Job done! I am going to bed.


----------



## AmberAtLoveAndInk (Jun 18, 2014)

Come on now peeps, (I've been using that word a lot lately, might have to adopt it to regular speech hehe) shooting it in auto for fairly simple things doesn't warrant his hands to be chopped off. I put mine in auto when I'm being lazy outside with my son and want to snap a few of him without moving dials and buttons the entire time. With a 2 year old running in the wind erratically, that auto mode has a great focusing assist that gets all the right parts of his face in the frame almost everytime. When in manual using a selective crosspoint I have to wait "for the moment" and cross my fingers that his face will run into my focus point and I'm quick enough to pull the trigger. 
Just my input.
As for the "flat" issues, the pros are right, the 40 is clipping you. Happy shooting!


----------



## imagemaker46 (Jun 19, 2014)

I didn't add the stupid smiley face to go along with my comment.


----------



## TNHphoto (Jun 20, 2014)

Wow. Thank you guys! For the edited photos, the video, and the notes. Super helpful! Gave me alot of avenues to explore. Very grateful.


----------



## KmH (Jun 20, 2014)

FWIW - Nikon prosumer and pro DSLRs only have Program (P), Aperture priority (A), Shutter priority (S), and Manual (M) exposure modes.

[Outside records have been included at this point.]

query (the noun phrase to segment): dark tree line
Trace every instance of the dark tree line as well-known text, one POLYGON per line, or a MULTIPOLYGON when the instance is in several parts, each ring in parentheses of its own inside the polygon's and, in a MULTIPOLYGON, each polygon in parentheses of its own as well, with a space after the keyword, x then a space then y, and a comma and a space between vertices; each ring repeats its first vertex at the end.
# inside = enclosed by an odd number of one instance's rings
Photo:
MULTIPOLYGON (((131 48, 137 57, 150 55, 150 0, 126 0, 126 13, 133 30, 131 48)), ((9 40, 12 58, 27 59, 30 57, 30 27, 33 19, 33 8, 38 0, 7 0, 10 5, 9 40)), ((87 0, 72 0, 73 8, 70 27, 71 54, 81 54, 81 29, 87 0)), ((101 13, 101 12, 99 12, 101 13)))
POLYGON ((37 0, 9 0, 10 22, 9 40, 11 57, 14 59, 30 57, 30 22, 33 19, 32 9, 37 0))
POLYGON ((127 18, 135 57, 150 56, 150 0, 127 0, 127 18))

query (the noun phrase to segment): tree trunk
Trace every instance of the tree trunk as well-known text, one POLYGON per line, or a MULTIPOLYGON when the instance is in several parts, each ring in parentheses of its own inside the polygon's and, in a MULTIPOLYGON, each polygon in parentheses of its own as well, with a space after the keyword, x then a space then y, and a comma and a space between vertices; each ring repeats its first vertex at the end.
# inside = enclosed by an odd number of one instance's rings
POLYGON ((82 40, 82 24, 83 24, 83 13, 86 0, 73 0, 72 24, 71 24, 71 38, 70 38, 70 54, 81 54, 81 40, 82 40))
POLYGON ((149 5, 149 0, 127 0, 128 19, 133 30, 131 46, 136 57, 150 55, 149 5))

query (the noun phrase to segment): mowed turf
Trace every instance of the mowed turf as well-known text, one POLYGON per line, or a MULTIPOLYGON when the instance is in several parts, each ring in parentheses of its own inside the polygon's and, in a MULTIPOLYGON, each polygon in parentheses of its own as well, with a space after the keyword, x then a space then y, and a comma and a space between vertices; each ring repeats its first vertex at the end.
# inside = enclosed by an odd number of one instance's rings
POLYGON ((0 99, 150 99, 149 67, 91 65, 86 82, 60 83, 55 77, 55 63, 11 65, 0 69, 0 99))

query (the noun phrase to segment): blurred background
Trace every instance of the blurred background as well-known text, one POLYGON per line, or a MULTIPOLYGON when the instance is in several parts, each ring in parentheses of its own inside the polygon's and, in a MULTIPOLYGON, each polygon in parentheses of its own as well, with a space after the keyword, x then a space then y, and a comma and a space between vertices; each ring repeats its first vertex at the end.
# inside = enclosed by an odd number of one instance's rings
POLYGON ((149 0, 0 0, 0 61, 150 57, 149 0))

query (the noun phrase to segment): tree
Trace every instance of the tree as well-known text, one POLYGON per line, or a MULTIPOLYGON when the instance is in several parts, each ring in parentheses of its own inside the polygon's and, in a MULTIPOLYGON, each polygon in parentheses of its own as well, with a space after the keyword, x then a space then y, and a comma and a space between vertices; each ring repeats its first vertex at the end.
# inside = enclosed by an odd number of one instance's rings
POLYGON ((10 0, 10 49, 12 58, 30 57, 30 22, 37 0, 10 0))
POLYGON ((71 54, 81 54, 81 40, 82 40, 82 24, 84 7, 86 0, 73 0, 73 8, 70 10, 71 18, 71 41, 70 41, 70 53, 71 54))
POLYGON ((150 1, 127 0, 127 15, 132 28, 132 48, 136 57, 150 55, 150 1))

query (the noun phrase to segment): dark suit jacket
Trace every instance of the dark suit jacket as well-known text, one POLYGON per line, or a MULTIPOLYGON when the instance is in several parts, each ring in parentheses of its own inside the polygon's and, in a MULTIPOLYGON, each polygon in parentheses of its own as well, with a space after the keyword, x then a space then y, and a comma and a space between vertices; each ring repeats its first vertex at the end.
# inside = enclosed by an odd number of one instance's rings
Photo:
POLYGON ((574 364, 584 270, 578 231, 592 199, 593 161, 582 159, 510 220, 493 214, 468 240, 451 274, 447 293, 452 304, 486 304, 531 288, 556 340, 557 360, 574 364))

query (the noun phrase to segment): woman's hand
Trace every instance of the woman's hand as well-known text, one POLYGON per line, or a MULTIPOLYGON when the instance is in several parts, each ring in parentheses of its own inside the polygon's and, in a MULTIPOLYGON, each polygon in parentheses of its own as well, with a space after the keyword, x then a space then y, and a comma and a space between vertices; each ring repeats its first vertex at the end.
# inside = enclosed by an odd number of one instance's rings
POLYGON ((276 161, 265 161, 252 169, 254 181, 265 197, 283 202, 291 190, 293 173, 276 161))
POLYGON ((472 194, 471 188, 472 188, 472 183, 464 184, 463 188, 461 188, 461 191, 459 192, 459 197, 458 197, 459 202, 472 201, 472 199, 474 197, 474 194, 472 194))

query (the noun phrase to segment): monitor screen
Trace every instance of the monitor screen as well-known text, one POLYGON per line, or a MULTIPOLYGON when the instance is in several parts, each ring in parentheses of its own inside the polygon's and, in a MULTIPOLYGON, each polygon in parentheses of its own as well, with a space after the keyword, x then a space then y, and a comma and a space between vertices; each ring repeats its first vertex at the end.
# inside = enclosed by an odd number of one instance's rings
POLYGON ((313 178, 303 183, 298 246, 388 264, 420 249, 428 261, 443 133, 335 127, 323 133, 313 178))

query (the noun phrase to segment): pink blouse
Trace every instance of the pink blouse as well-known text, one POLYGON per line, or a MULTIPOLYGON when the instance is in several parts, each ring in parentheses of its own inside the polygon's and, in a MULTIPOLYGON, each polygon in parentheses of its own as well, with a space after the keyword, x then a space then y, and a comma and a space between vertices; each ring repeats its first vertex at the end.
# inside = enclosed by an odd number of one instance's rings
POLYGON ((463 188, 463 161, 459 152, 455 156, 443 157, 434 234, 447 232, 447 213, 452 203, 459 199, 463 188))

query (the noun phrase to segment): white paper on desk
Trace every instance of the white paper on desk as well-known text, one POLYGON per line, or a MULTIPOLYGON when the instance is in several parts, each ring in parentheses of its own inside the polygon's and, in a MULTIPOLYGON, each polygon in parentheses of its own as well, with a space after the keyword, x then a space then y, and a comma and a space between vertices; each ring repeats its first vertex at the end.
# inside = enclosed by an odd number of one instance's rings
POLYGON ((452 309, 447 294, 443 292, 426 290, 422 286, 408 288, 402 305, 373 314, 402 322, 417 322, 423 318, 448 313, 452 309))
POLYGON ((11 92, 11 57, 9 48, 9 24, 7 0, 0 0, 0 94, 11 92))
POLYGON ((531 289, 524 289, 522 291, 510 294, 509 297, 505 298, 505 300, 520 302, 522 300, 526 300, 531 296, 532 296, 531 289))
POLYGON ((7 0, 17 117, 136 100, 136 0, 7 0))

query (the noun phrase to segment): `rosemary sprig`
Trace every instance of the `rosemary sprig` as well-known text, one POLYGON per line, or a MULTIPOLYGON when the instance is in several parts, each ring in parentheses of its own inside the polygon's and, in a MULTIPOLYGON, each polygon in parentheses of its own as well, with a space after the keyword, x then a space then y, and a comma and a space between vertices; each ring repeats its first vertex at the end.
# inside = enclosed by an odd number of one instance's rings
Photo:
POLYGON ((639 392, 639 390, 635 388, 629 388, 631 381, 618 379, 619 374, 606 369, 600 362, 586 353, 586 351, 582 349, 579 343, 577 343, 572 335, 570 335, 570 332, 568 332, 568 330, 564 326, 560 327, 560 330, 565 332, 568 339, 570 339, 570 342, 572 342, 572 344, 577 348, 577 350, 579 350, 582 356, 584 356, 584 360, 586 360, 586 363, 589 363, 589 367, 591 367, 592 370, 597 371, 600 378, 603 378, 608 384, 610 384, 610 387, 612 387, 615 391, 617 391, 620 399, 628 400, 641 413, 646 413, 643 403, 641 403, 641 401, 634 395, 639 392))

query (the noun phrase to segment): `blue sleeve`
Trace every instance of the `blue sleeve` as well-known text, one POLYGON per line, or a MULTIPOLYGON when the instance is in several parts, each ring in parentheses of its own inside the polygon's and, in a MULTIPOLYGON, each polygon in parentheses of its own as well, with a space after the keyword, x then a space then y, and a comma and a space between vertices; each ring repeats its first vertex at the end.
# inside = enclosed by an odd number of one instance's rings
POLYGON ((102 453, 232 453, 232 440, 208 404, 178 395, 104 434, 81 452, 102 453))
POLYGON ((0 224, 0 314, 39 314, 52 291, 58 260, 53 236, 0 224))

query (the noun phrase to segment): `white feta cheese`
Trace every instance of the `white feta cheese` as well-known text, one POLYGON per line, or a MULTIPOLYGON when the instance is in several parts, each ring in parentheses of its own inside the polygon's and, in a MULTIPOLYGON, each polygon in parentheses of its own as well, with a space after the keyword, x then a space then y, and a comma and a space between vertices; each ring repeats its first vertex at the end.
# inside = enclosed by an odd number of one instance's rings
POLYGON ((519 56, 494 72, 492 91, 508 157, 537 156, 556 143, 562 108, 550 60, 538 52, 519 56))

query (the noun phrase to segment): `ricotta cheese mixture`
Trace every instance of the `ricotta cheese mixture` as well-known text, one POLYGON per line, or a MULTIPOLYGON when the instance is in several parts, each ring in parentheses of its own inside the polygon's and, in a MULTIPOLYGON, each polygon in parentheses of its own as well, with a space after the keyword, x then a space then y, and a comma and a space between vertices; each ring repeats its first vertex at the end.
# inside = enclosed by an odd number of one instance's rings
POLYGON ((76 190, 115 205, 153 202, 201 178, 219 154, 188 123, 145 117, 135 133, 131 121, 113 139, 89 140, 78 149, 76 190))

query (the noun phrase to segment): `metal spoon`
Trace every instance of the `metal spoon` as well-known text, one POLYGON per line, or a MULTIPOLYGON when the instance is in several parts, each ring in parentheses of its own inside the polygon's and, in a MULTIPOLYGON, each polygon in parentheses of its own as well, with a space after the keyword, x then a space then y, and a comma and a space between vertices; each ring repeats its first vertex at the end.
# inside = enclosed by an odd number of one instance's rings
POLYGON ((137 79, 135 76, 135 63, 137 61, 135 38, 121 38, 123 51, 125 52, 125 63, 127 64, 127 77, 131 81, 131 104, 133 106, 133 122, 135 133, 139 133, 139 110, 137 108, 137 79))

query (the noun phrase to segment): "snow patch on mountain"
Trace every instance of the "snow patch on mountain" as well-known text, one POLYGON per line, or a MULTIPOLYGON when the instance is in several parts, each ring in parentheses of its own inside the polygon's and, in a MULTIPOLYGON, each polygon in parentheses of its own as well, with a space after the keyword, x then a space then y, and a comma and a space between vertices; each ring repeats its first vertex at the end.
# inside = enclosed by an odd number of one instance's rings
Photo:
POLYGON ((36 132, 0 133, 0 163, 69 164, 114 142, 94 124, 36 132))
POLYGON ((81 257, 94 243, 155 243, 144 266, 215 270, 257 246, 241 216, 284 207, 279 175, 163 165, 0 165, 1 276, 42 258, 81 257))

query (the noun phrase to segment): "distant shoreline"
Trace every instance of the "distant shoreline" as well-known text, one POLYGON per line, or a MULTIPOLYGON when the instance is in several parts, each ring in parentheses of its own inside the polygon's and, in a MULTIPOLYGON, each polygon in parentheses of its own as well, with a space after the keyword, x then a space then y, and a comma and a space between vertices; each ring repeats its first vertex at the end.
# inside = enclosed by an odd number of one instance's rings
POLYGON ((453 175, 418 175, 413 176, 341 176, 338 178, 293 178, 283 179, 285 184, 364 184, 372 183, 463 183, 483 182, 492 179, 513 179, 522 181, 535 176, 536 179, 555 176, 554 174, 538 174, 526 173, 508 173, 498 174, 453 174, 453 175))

No Auto mode, and no scene modes.


----------



## snowbear (Jun 20, 2014)

KmH said:


> FWIW - Nikon prosumer and pro DSLRs only have Program (P), Aperture priority (A), Shutter priority (S), and Manual (M) exposure modes.
> 
> No Auto mode, and no scene modes.



Maybe Canon is for the masses.


----------



## fokker (Jun 24, 2014)

You're not really comparing apples with apples on the shots you posted. The lighting is quite different in all of them, and this is going to make a much bigger difference then the settings or type of camera used.


----------